Apprentice Initiatives

maj 14, 2008
Trend Control Systems is supporting the long-term interests of the building services industry through an ongoing campaign to attract apprentices. Its efforts this year resulted in 50 Apprenticeships in Building Services Engineering, out of 550 who responded to the campaign. Seven are employed directly by Trend, the remainder by 26 Trend partner companies – independent building system integrators who install Trend products.

“The UK building services industry will suffer if the present lack of trained Building Service engineers is allowed to continue, while we and our partners need trained technicians to maintain business growth”, observed Tim Darkes, Managing Director of Horsham-based Trend Control Systems, a specialist in building management systems.

“For many years, Trend has successfully recruited and trained apprentices; providing them with certificated qualifications, along with Trend product training and hands-on learning. However, Trend partners have not always been able to match this resource, so they requested our help to fill the industry-wide need for new technicians”.

“The fact that we received 550 applications this year shows clearly that many young people are attracted to a technical career in building services. We hope those we were unable to employ are successful in finding training elsewhere within the industry”.

Trend develops its Apprentice Scheme

Following the success of the scheme in 2007, Trend recruited Jennifer Fyson as Apprentice Scheme Manager to develop the scheme and repeat the recruitment process for 2008’s intake.
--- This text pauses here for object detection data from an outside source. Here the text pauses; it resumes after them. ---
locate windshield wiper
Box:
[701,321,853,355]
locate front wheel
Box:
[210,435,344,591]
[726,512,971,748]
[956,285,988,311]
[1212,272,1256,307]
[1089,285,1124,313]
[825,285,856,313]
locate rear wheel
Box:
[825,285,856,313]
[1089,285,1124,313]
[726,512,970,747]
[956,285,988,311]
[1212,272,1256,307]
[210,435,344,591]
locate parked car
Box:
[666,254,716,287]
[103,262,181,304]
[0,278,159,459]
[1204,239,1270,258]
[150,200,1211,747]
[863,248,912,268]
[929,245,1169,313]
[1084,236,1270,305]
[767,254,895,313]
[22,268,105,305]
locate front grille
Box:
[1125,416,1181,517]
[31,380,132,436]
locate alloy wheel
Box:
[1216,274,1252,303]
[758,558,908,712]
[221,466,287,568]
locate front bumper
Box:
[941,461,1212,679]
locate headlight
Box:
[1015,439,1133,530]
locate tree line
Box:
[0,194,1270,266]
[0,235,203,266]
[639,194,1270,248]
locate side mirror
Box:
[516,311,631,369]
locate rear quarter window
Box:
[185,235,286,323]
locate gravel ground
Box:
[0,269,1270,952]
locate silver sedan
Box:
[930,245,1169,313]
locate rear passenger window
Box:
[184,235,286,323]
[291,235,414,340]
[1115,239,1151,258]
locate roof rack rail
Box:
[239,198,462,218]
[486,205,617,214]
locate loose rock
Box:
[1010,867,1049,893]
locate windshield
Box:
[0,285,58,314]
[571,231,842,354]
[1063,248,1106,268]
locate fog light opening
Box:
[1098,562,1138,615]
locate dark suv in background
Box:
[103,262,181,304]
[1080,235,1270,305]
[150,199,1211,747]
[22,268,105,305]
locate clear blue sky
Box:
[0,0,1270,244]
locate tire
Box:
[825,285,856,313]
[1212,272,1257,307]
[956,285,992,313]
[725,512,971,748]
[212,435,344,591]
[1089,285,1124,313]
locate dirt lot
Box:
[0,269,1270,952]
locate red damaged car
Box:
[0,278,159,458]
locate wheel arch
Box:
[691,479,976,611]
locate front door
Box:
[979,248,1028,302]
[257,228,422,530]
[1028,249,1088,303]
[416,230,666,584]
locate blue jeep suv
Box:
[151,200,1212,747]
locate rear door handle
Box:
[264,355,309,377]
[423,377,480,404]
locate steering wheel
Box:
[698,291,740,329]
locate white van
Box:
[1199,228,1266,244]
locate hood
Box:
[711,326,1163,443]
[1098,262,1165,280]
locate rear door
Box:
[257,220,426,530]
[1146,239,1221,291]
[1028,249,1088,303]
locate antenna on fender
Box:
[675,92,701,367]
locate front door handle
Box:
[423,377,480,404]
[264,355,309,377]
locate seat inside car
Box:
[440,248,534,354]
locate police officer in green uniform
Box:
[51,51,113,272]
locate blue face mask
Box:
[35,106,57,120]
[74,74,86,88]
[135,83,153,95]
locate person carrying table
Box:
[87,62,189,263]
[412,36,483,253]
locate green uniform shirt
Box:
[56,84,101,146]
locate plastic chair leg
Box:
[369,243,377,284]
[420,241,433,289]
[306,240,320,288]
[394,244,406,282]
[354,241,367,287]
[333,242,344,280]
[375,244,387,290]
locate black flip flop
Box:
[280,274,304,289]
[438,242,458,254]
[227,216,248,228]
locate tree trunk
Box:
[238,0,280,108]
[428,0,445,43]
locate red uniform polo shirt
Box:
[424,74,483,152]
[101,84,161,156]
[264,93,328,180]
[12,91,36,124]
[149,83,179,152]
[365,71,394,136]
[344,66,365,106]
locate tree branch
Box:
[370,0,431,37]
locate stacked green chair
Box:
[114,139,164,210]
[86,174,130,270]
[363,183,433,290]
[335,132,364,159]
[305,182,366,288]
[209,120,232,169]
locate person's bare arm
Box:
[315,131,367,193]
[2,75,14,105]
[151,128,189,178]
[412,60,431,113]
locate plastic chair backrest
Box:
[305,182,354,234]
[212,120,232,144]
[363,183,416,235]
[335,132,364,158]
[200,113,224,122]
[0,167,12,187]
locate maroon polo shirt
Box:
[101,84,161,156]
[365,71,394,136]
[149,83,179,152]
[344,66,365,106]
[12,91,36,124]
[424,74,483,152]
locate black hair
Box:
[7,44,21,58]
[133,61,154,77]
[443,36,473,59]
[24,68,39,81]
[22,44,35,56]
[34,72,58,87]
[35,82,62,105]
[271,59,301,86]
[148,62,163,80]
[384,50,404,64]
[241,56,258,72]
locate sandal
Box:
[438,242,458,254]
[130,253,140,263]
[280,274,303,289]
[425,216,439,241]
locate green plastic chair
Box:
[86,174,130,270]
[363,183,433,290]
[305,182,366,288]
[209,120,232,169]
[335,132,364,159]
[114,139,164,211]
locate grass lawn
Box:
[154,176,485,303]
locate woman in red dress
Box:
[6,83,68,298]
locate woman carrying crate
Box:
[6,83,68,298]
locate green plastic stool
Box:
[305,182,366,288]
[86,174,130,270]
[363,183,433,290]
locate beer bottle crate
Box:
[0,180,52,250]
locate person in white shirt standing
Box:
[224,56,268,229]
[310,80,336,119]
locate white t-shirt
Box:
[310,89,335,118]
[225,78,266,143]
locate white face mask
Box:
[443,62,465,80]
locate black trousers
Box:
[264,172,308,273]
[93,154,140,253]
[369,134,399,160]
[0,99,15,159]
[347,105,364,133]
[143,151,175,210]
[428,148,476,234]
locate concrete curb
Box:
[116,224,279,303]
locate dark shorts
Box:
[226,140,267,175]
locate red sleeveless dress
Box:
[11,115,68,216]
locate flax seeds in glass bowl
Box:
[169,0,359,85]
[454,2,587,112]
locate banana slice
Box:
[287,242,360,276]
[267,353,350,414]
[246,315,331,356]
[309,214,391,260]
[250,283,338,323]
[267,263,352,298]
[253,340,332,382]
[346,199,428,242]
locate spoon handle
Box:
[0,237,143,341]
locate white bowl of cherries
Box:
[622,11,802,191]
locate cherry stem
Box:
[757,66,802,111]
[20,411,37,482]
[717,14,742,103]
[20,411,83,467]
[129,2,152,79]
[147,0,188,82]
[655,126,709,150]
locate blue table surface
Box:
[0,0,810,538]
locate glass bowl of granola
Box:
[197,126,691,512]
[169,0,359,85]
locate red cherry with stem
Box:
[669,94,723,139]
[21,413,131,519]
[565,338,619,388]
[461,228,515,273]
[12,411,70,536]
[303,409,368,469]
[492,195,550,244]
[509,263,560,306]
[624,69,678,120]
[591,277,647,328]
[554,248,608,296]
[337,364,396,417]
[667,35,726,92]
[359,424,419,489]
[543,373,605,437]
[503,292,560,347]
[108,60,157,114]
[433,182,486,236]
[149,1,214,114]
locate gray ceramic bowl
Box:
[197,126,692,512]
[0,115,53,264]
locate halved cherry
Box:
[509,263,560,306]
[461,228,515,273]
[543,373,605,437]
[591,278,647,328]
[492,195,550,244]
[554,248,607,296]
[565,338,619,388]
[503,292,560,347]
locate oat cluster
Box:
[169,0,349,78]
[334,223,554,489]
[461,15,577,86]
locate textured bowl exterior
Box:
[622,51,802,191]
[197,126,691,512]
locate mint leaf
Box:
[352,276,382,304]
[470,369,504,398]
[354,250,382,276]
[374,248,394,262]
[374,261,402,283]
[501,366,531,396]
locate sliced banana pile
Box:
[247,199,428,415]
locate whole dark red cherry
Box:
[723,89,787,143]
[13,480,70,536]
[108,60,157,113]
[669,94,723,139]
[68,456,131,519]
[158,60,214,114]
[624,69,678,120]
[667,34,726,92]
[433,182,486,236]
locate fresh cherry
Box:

Fyson, who has an extensive background in education and training, commented: “I joined Trend because its scheme was innovative and clearly provided great prospects for apprentices”. Fyson is also fostering team spirit and a sense of belonging to the “Trend family” throughout training, which will aid retention of time-served apprentices.

“Trend is taking the lead in driving long-term training and qualifications by working with 17 colleges and training providers to tailor courses appropriate to the needs of the building services industry”, she added. “We are also working with the Learning & Skills Council and Sector Skills Council to consider new and innovative ways of delivering training nationwide”.
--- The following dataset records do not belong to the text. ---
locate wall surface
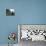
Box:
[0,0,46,44]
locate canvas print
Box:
[6,8,15,16]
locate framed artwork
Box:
[6,8,15,16]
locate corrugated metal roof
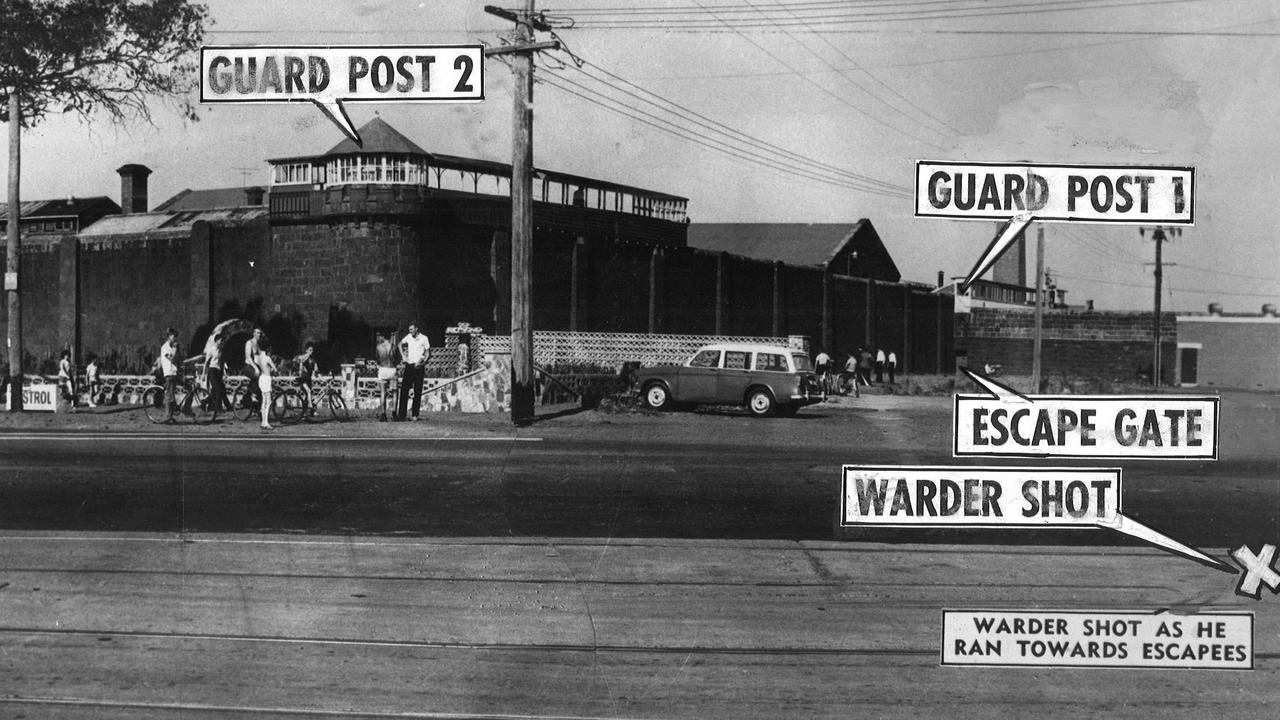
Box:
[81,208,268,237]
[0,195,120,218]
[152,186,268,213]
[689,218,902,282]
[689,223,858,265]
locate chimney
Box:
[115,163,151,215]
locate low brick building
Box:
[1176,304,1280,392]
[955,307,1179,384]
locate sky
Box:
[0,0,1280,313]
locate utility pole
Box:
[1032,223,1044,393]
[1151,228,1165,387]
[485,0,559,425]
[4,86,22,410]
[1138,227,1183,387]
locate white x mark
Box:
[1231,544,1280,600]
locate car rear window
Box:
[755,352,790,373]
[689,350,719,368]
This year Trend also took the innovative step of collaborating with a local college, Central Sussex College in Crawley, as part of the Government-sponsored Engineering and Technology Board’s (ETB) “Lecturers into Industry” pilot program. This scheme brings local businesses together with college lecturers in engineering and science subjects, to help lecturers understand authentic business practices and challenges. They can then incorporate this “real world” knowledge into the college curriculum.

Trend supported the scheme by inviting a lecturer from Central Sussex College to spend significant time in each of its engineering departments, to understand the skills needed, so its training provision can match requirements.
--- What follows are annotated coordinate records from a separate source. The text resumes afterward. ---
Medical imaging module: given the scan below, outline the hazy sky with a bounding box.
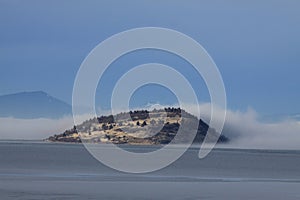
[0,0,300,115]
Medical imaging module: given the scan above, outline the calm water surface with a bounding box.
[0,141,300,200]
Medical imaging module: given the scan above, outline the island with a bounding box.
[46,107,229,145]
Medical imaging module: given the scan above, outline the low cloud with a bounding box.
[0,103,300,149]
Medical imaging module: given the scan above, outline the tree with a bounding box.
[141,121,147,127]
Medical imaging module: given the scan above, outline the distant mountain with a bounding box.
[47,108,229,145]
[0,91,72,119]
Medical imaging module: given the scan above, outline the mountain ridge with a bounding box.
[0,91,72,119]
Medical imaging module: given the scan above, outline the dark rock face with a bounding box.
[48,108,229,144]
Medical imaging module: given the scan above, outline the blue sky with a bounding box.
[0,0,300,115]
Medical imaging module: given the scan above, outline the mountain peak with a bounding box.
[0,91,72,119]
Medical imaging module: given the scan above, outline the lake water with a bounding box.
[0,141,300,200]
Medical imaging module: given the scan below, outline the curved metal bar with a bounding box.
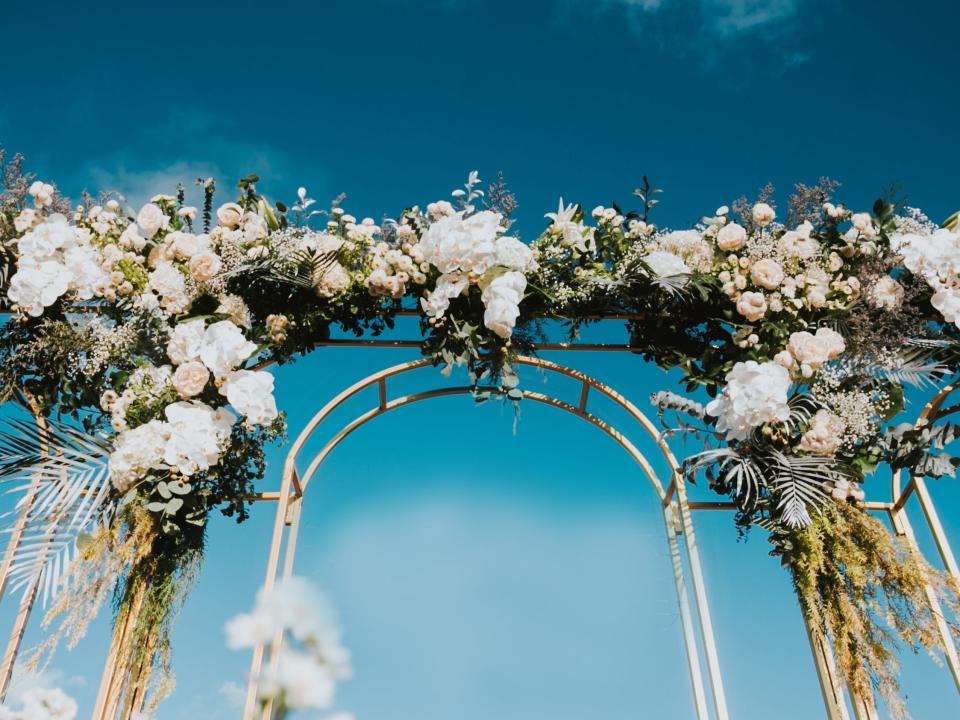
[244,357,728,720]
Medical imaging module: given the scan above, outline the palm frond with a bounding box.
[0,419,115,603]
[769,450,842,528]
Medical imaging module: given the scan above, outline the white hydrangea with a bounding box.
[167,319,206,365]
[147,260,191,315]
[163,400,237,476]
[220,370,277,425]
[481,271,527,339]
[109,420,170,492]
[199,320,257,378]
[420,210,503,275]
[643,250,690,278]
[706,360,791,440]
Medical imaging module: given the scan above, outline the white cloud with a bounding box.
[595,0,801,36]
[219,680,247,710]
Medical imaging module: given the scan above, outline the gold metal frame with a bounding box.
[0,340,960,720]
[243,357,729,720]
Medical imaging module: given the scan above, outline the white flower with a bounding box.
[753,203,777,227]
[137,203,170,238]
[420,274,470,317]
[787,327,847,377]
[169,230,203,260]
[190,250,222,282]
[220,370,277,425]
[544,198,603,253]
[737,291,767,322]
[147,261,191,314]
[163,400,236,476]
[800,410,847,457]
[706,360,791,440]
[419,210,502,275]
[109,420,170,492]
[481,271,527,339]
[643,250,690,278]
[17,214,77,262]
[495,237,533,271]
[258,647,336,710]
[63,246,107,300]
[717,223,747,252]
[21,687,77,720]
[313,262,350,298]
[850,213,877,238]
[930,288,960,327]
[217,203,243,230]
[7,260,73,317]
[778,221,820,260]
[214,295,250,330]
[869,275,903,310]
[167,319,206,365]
[200,320,257,378]
[172,360,210,398]
[750,258,783,290]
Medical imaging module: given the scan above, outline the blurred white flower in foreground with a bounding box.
[226,577,352,720]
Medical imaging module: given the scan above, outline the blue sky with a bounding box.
[0,0,960,720]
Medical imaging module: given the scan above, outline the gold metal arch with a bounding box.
[244,357,729,720]
[0,352,960,720]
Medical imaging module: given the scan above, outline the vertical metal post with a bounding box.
[675,473,730,720]
[663,504,710,720]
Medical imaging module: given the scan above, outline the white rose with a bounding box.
[850,213,877,238]
[170,230,201,260]
[137,203,170,238]
[753,203,777,227]
[220,370,277,425]
[313,262,350,298]
[481,271,527,339]
[717,223,747,252]
[217,203,243,230]
[172,360,210,398]
[190,250,222,282]
[930,288,960,327]
[167,320,206,365]
[737,291,767,322]
[750,258,783,290]
[870,275,903,310]
[787,327,847,377]
[200,320,257,378]
[7,260,73,317]
[800,410,847,457]
[495,237,533,270]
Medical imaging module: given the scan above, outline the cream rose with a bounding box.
[172,360,210,399]
[137,203,170,238]
[800,410,846,457]
[190,250,222,282]
[750,258,783,290]
[753,203,777,227]
[737,292,767,322]
[217,203,243,230]
[870,275,903,310]
[717,223,747,252]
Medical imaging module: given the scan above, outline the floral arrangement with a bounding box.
[0,149,960,716]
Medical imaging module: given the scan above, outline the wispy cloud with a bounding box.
[595,0,801,36]
[69,108,322,211]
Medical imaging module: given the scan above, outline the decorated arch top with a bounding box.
[0,163,960,534]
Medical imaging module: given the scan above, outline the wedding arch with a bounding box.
[0,157,960,720]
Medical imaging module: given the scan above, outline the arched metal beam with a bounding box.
[244,357,728,720]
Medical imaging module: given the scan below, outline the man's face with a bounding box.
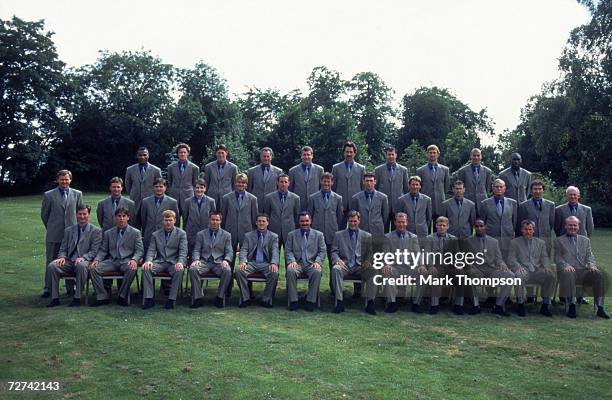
[164,217,176,231]
[136,150,149,164]
[531,185,544,200]
[348,216,359,231]
[57,174,72,189]
[299,215,310,229]
[153,183,166,197]
[363,176,376,192]
[115,213,130,228]
[344,146,355,162]
[566,189,580,204]
[259,150,272,165]
[176,147,189,161]
[276,176,289,192]
[255,217,269,231]
[208,214,221,230]
[320,178,332,191]
[110,182,123,197]
[77,208,89,225]
[215,150,227,164]
[301,150,312,165]
[521,224,535,239]
[234,179,246,192]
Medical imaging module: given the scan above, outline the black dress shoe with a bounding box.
[47,299,59,308]
[597,306,610,319]
[385,301,399,314]
[142,299,155,310]
[68,299,81,307]
[453,304,465,315]
[365,300,376,315]
[491,305,510,317]
[540,304,552,317]
[189,298,204,308]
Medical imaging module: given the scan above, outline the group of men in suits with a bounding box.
[41,142,607,316]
Background to the Trend Attitude Apprenticeship Scheme

At the start of the 2006/2007 school year Trend did not have an Apprenticeship Scheme that supported its partners. The company asked Loretta Wootton, a Trend Project Manager who had herself served an Apprenticeship, to discover partner companies’ needs and concerns, develop a scheme to match those needs and then with a close-knit team manage a recruitment campaign.

“The problems included finding candidates with motivation, matching college courses with training needs, encouraging local colleges to run necessary courses and retaining individuals both during and after training,” she explained. “We developed a strongly branded scheme called the ‘Trend Attitude Apprenticeship Scheme’, reflecting the need for candidates with the right attitude. After presenting the scheme to partners, they agreed to take 43 apprentices to work in their businesses, while another seven would be apprenticed directly by Trend”.

A three-month marketing campaign was set in place to encourage applicants. Trend especially wished to attract younger candidates, so used Connexions Direct, a nationwide service that helps 14-19 year olds in particular to help them find colleges or choose careers. Trend also went through EEF, which runs a nationwide website to find apprentices.

The campaign was supported through a website www.TrendAttitude.co.uk, careers events and recruitment stands in shopping centres.

Trend used a three-part online aptitude test to aid selection. It was provided by SHL Group, a leading provider of psychometric assessment and development solutions. The tests for numeracy, language and dependability were selected to ensure the individual would cope technically, be able to communicate effectively with customers and have the right attitude. “Interestingly it was the people with the highest dependability score who were most likely to be among the 50 selected for apprenticeships”, observed Loretta Wootton.